Special permission was granted from James Baldwin's estate to use excerpts from his work during the dinner party scene.

==Release==
Princess Cyd had its world premiere at the Maryland Film Festival on May 4, 2017. Its New York City premiere was held at the BAMcinemaFest on June 17, 2017. The film also screened at the BFI London Film Festival in October 2017. In May 2017, the film was picked up by Wolfe Releasing for a theatrical and VOD release. Princess Cyd was given a limited theatrical release in New York City and Chicago on November 3, 2017, and Los Angeles on December 1, followed by a DVD release on December 5.

==Reception==
Princess Cyd received a positive response from film critics, appearing on Best of 2017 lists in Vanity Fair, Vox, Vulture, IndieWire, and NPR, among others. On the review aggregator website Rotten Tomatoes, the film holds an approval rating of 95% based on 44 reviews, with an average rating of 7.8/10. The website's critics consensus reads, "Princess Cyd defies coming-of-age convention to offer a sweetly understated – yet deeply resonant – look at pivotal relationships." Metacritic, which uses a weighted average, assigned the film a score of 72 out of 100, based on 10 critics, indicating "generally favorable" reviews.

Calum Marsh of The Village Voice compared the film favorably to Cone's previous work Henry Gamble's Birthday Party and called it "an endearing, full-hearted comedy of self-discovery and mentorship and love." However, another review in the same paper by April Wolfe, while approving of the film overall, said it portrayed characters as too unaffected by tragedy or traumatic events. The film was similarly praised by Jude Dry of IndieWire, who observed, "In his latest film, Princess Cyd, the Chicago-based writer-director renders his deeply human characters so precisely, it's as if they stepped right off the screen and into your living room. The two central women are equal parts charming, awkward, yearning and lost. In short, they're real.
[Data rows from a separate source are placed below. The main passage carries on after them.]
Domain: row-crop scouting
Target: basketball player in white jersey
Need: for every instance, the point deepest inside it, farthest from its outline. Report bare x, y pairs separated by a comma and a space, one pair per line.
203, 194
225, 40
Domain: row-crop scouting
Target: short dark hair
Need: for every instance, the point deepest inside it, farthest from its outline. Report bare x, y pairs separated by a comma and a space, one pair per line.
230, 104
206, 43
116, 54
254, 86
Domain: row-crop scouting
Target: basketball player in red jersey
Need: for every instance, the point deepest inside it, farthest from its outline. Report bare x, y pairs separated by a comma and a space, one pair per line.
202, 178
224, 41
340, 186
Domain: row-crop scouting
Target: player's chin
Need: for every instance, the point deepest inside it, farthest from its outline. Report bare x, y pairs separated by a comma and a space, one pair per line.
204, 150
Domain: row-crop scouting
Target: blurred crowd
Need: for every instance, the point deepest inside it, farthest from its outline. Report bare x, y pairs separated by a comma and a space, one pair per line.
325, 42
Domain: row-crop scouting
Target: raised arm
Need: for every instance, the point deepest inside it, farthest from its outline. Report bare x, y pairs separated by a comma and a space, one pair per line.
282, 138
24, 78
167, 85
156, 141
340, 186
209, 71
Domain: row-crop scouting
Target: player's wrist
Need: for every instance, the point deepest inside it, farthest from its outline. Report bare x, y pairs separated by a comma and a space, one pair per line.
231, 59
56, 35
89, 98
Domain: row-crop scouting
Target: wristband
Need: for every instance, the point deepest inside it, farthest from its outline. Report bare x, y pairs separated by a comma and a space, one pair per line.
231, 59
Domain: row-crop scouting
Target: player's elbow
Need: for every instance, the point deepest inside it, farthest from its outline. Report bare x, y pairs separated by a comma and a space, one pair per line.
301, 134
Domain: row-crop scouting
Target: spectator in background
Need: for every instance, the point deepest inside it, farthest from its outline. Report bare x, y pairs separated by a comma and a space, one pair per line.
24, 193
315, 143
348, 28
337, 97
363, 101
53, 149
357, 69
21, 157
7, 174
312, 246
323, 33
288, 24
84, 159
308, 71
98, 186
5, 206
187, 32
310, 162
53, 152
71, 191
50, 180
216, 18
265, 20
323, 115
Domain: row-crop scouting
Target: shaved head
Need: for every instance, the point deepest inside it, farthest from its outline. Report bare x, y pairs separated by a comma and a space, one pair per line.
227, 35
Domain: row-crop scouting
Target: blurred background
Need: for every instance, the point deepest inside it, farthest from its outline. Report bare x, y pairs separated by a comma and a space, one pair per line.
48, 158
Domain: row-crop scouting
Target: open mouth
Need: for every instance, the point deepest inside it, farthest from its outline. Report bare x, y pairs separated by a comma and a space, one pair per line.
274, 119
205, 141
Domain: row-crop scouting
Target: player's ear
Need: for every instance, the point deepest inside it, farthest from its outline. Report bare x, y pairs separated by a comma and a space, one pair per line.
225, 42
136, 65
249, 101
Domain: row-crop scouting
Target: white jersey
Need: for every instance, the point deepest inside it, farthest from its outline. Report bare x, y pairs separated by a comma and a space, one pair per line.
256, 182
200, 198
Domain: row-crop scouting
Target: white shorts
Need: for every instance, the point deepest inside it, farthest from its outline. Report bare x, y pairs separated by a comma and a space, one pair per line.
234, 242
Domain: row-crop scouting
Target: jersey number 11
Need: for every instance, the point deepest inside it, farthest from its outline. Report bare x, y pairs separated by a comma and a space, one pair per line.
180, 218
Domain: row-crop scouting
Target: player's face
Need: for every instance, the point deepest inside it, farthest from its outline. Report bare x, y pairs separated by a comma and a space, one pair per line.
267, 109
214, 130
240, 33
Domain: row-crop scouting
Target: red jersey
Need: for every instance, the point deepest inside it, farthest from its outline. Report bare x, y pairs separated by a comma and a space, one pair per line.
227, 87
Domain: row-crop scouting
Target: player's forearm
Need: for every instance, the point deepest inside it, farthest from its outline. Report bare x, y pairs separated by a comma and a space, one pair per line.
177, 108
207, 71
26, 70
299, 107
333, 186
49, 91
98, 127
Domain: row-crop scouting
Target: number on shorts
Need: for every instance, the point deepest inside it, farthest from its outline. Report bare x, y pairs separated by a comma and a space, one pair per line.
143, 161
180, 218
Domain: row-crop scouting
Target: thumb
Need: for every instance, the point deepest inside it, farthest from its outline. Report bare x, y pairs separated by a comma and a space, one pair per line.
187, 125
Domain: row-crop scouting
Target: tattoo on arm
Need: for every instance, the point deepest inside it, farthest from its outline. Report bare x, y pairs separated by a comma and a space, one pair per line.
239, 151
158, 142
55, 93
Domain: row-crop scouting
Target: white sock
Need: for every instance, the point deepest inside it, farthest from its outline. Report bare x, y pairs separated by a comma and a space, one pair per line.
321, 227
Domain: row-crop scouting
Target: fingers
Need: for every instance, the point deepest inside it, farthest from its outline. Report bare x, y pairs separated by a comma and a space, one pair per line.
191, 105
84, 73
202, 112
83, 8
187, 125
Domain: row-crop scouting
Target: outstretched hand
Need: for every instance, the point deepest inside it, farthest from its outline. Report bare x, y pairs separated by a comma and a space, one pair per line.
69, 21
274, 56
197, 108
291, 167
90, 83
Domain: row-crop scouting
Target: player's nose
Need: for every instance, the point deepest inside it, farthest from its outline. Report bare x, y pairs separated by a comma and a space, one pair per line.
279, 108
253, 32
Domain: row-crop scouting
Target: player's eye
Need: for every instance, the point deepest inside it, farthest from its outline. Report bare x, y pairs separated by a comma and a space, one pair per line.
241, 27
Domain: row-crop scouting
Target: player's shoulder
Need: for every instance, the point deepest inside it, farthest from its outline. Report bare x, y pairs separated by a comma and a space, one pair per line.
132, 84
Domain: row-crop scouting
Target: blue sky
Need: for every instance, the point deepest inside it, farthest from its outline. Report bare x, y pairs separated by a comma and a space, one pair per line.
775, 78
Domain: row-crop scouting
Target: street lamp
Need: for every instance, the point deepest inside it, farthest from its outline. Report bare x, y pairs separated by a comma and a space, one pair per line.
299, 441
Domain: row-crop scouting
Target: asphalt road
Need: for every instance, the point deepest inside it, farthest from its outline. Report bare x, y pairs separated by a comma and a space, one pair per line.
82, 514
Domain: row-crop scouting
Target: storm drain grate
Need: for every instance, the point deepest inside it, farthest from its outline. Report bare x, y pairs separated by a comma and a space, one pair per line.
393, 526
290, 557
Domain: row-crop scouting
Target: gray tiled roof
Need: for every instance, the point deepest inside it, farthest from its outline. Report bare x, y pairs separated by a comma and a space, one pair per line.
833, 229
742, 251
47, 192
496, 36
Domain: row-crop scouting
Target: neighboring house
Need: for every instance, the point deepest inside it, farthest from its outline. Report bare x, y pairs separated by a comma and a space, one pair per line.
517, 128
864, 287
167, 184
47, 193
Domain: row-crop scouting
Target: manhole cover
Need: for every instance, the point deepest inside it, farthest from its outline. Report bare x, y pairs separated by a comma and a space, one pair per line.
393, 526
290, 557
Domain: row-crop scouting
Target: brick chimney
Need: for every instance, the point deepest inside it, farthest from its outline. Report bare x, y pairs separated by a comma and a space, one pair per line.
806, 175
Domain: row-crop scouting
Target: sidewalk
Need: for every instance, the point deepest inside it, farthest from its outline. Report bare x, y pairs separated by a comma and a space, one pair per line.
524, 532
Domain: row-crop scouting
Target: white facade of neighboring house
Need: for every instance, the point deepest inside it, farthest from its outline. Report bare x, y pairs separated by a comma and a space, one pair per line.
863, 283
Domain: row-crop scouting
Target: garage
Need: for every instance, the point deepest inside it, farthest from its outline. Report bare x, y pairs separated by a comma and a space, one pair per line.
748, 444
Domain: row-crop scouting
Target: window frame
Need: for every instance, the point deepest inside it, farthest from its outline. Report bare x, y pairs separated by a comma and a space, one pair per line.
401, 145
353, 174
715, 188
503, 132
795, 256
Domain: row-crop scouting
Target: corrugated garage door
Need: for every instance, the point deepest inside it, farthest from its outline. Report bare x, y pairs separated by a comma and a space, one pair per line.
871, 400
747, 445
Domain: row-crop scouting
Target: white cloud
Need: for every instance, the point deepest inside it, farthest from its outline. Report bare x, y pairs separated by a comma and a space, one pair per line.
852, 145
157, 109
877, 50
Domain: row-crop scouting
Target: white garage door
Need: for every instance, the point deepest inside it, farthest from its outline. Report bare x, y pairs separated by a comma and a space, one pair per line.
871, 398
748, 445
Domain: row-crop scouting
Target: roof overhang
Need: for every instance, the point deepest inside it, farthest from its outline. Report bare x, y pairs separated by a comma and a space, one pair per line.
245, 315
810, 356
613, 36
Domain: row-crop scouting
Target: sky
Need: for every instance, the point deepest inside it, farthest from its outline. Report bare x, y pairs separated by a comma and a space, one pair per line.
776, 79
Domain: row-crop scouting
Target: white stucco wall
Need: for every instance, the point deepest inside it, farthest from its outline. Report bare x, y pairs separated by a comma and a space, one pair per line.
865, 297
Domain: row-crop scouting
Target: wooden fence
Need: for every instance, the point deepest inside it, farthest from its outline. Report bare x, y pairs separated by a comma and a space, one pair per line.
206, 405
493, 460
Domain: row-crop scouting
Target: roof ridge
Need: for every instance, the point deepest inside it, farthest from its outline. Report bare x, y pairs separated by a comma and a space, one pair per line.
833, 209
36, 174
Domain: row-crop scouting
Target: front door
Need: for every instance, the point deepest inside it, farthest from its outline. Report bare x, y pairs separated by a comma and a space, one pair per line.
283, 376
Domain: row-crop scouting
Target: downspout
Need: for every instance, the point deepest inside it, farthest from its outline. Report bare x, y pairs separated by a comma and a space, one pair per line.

Their complexity is all the more impressive coming from a male filmmaker — Cone proves it's possible for men to write sexually liberated, empowered, autonomous women."

Conversely, Nick Schager of Variety called it a "precious, threadbare indie" and wrote, "Caring more about what its characters represent – and its empathetic representation of them – than about crafting a fully formed drama concerning flesh-and-blood people, Cone's film has little more than its heart in the right place."